La cifra de feminicidios aumenta todos los días, las estadísticas de violencia contra la mujer se disparan. La respuesta del Estado y la sociedad civil siguen siendo débiles.

Si no pasamos del discurso a la acción, de la mezquindad a la inversión para curarnos en salud mental (tras 20 años de violencia política), para romper los viejos moldes machistas, seguirán los discursos floridos en plazas y, también en cementerios sobre los ataúdes de mujeres, anónimas o no. Al final la muerte no hace diferencia. El dolor que causa el feminicida, tampoco es diferente.

En el país la implementación del Enfoque de Igualdad de Género contenida en la nueva currícula educativa ‑y que contribuirá a reducir la violencia contra la mujer— está suspendida por decisión judicial.
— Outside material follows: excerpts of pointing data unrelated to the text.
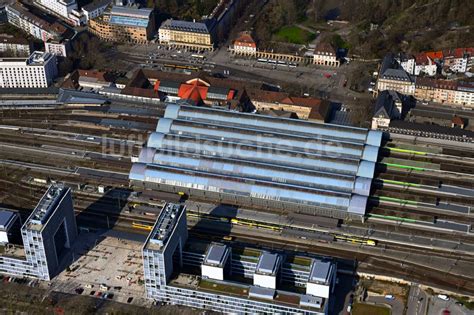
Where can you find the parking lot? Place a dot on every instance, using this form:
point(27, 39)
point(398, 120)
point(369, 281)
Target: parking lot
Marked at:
point(105, 267)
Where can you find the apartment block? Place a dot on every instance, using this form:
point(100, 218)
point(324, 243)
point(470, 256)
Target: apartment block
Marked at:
point(37, 71)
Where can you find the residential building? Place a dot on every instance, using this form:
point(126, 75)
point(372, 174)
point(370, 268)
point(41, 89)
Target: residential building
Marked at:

Según cifras del Ministerio de la Mujer y Desarrollo Social, el Poder Judicial solo ha emitido sentencia en 2 de los 103 casos de feminicidio reportados en el país de enero a setiembre de este año. Paradojas de la realidad peruana.

Desde la sociedad civil hay una tarea pendiente y permanente para conseguir que el enfoque de igualdad de género se instale en los colegios y se haga el respeto por el ser humano.